A submissão da mulher frente ao homem ainda é muito presente no contexto familiar
ou profissional. Apesar da cultura “homem é homem, mulher é mulher” estar sendo
amplamente discutida, essa marginalização de que existem ações e funções distintas para cada
sexo permanece grande. Dentro do mercado profissional, a desigualdade no que tange
questões salariais é um exemplo de como isso se mantêm enraizado nos contextos sociais. Em
uma matéria publicada pelo site Brasil Debate (2014), no ano de 2010 a remuneração da
mulher correspondia a 68% da remuneração masculina em funções idênticas de trabalho.

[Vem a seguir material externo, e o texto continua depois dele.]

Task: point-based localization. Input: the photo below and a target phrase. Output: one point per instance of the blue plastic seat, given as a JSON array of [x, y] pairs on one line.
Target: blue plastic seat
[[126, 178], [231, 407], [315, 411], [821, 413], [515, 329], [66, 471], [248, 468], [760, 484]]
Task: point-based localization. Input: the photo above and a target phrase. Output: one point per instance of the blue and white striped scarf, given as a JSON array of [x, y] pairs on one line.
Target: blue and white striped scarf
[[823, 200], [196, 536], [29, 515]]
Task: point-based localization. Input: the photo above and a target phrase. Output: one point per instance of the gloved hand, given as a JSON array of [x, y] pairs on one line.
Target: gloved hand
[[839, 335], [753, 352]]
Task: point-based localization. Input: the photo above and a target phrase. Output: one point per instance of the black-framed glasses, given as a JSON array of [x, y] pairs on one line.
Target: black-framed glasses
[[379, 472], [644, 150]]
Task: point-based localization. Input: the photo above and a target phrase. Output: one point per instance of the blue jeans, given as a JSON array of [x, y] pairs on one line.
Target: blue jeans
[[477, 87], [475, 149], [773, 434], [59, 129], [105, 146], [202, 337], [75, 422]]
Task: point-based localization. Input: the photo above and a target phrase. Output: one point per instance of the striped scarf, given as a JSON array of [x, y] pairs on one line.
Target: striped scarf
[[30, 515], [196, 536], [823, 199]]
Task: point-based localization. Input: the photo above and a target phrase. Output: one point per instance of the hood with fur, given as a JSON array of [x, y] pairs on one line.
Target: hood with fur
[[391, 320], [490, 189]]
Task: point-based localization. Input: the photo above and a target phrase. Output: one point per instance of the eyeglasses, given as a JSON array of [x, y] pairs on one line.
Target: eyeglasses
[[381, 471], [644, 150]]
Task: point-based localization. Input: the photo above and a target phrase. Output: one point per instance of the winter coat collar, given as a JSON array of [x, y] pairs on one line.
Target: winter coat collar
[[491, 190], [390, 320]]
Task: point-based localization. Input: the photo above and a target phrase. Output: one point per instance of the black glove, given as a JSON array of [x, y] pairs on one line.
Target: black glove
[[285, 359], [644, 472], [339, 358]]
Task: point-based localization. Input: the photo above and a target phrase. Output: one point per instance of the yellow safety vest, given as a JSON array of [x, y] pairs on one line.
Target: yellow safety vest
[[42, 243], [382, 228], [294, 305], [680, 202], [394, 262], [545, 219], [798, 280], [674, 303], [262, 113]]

Além da mulher já ser historicamente posta em segundo plano quando equiparada a
imagem masculina, sua imagem ainda é alterada quando passa a ser usada em ações
comunicativas. Na publicidade, o uso da imagem feminina como submissa, bem como sua
objetificação, é usada a fim de proporcionar uma ligação com o público masculino. Tal
objetificação se dá na forma como a mulher é vista dentro do âmbito social e até que ponto ela
é considerada um ser individual, responsável pelo seu corpo e detentora da sua autonomia
(POLITIZE, site).
No contexto da publicidade brasileira, a objetificação da mulher está ligada ao ver o
corpo feminino como um objeto de consumo mercadológico, usado na maioria das vezes para
dirigir-se ao público majoritariamente masculino. Essa objetificação feminina leva a uma
normatização de mulher de corpo perfeito e curvas suntuosas, esfacelando o real e traduzindo-
o para um imagético que se torne atrativo dentro do corpo publicitário de marcas e empresas
que acreditam que a sexualização seja o meio mais efetivo para atrair seu público-alvo
(LESSA, 2005, p. 29).
Por ora, no entanto, algumas marcas estão olhando para a publicidade de um novo
campo de visão. No Brasil, onde a objetificação da mulher é muito presente em campanhas
cervejeiras, há marcas que estão se politizando e traçando estratégias junto às agências de
publicidade a fim de reestruturar a mensagem que desejam transmitir ao consumidor. Com
críticas cada vez maiores sobre o uso de campanhas machistas, o mercado cervejeiro nacional
começa a perceber que é preciso modificar suas estratégias para manter uma boa imagem
dentro de um mercado onde as mulheres também se fazem consumidoras.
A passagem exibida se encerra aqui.